Cuando pienso cosas como la siguiente me siento un poco testigo de Jehová o un naturópata desquiciado: ¿Hasta qué punto la medicina va contra natura?¿Dónde está el límite entre el tratamiento y la agonía médica? No se alarmen, mi racionalismo está fuera de toda duda y, también en este caso, me alejo asqueado ante chamanismos y supersticiones estúpidas. Es más, suelo ser de la opinión de que el ser humano no puede crear nada que sea contra natura, porque hasta el más terrible veneno y la más agresiva radioactividad están compuestos de las mismas partículas que nosotros. Sólo es cuestión de orden.
Sin embargo, por motivos personales, en los últimos días he visto que también es una cuestión de uso. Me explico: sigo de acuerdo con la premisa de que todo lo humano es natural, por más químico y artificial que sea, pero no así su utilización. De hecho, en ciertas circunstancias, luchamos contra el orden de las cosas con un empeño suicida, hasta dejarnos la dignidad en el camino con tal de vencer nuestra suerte.

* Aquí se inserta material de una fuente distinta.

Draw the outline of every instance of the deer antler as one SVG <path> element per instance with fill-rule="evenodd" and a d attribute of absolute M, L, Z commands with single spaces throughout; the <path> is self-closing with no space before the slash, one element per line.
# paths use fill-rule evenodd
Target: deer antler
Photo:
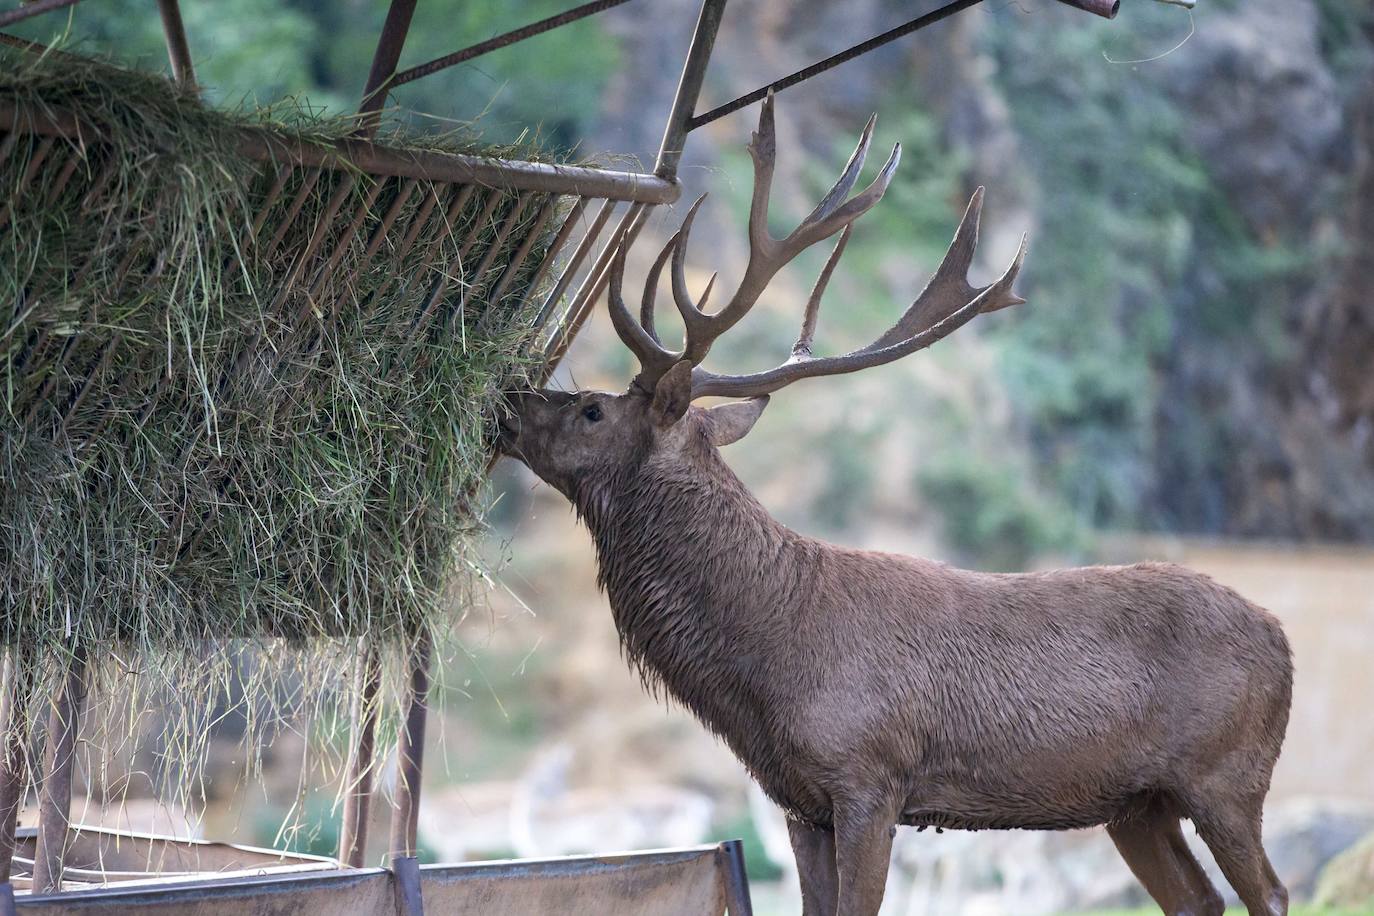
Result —
<path fill-rule="evenodd" d="M 625 268 L 625 248 L 622 246 L 611 270 L 610 311 L 616 332 L 639 358 L 641 371 L 635 377 L 636 386 L 644 391 L 652 391 L 668 369 L 686 359 L 693 366 L 693 398 L 754 397 L 769 394 L 798 379 L 856 372 L 870 366 L 892 362 L 925 349 L 953 333 L 981 312 L 993 312 L 1025 301 L 1012 292 L 1012 285 L 1026 254 L 1024 236 L 1015 260 L 995 283 L 980 288 L 968 282 L 968 270 L 978 245 L 978 223 L 983 209 L 983 189 L 979 188 L 969 202 L 964 218 L 954 235 L 954 241 L 945 253 L 939 269 L 896 324 L 871 344 L 843 356 L 811 355 L 821 298 L 835 266 L 844 255 L 853 224 L 882 199 L 901 158 L 901 146 L 897 145 L 893 147 L 892 155 L 873 183 L 854 197 L 849 197 L 849 192 L 863 168 L 875 120 L 869 119 L 868 126 L 864 128 L 859 145 L 850 157 L 844 172 L 834 187 L 816 205 L 816 209 L 811 211 L 811 214 L 786 238 L 775 239 L 768 232 L 768 199 L 773 181 L 777 141 L 773 126 L 773 97 L 770 94 L 764 100 L 763 109 L 759 114 L 758 130 L 754 132 L 753 141 L 749 144 L 749 153 L 754 160 L 754 194 L 749 209 L 749 262 L 739 287 L 730 301 L 718 312 L 707 314 L 705 311 L 706 300 L 715 284 L 715 275 L 712 275 L 710 282 L 707 283 L 699 301 L 692 301 L 687 291 L 688 239 L 691 235 L 692 221 L 696 218 L 704 197 L 699 198 L 687 211 L 682 227 L 668 240 L 668 244 L 654 262 L 645 286 L 638 323 L 631 316 L 621 297 Z M 716 338 L 733 327 L 753 308 L 777 272 L 806 248 L 836 232 L 841 233 L 840 238 L 807 300 L 801 331 L 788 360 L 767 371 L 747 375 L 721 375 L 703 369 L 700 364 Z M 680 351 L 665 348 L 654 329 L 654 292 L 664 263 L 668 260 L 672 262 L 673 301 L 682 315 L 687 331 Z"/>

No se puede preservar la vida a toda costa.Tal vez les parezca incompatible con mis creencias racionales y seguramente me echen en cara un doble rasero, pero el tema es más complejo y va más allá de dobles y triples raseros, como si quieren ser cien. Es más, habrá tantos raseros como personas y casos concretos. Yo jamás me opondría a salvar la vida de una persona que, al recuperarse, pueda disfrutar plenamente de su existencia. Y, por ello, tampoco entenderé esa obcecación maliciosa por mantener un corazón latiendo cuando el resto de la persona ha dejado de latir. Somos mucho más que una maquina. Digan lo que digan y lo llamen como lo llamen, tenemos alma. No creo que sea algo trascendente, pero sé que mientras vivimos existe y que, cuando el alma muere, el cuerpo sólo es un montón de carne. Prefiero no pensar en la cantidad de cuerpos sin alma que siguen funcionando, aunque sólo sea como entidades materiales, como una planta, o aún menos.
Y luego están los familiares y el egoísmo, cosa que puedo entender. La pérdida de un ser querido es el trance más doloroso por el que puede pasar una persona. Porque los demás son parte de nosotros mismos. El problema viene cuando no podemos asumir que seguirán siéndolo, en nuestros recuerdos y en aquello que aprendimos de ellos, o cuando necesitamos aferrarnos a una imagen tangible, una imagen que no tiene nada que ver con la que rememoramos y que terminará por sustituirla. Una imagen grotesca y desconcertante.
Creo en el derecho a la vida sobre cualquier otra cosa, y en consecuencia creo en el derecho a la muerte. La vida de un hombre sólo le pertenece a él y sólo él debe decidir cuándo poner el punto y final. Sin embargo, son muchos los casos en los que el enfermo no puede decidir por sí mismo y entonces deberá ser la familia y los médicos quienes se armen de valor y de sentido común. De lo contrario habrán salvado un cuerpo, pero no habrán devuelto la vida a nadie, porque la muerte es parte de la vida. La medicina nos ayuda a esquivar el final mientras queramos y podamos, pero no a costa de crear una ilusión de vivir. O una vida en la que preferiríamos estar muertos.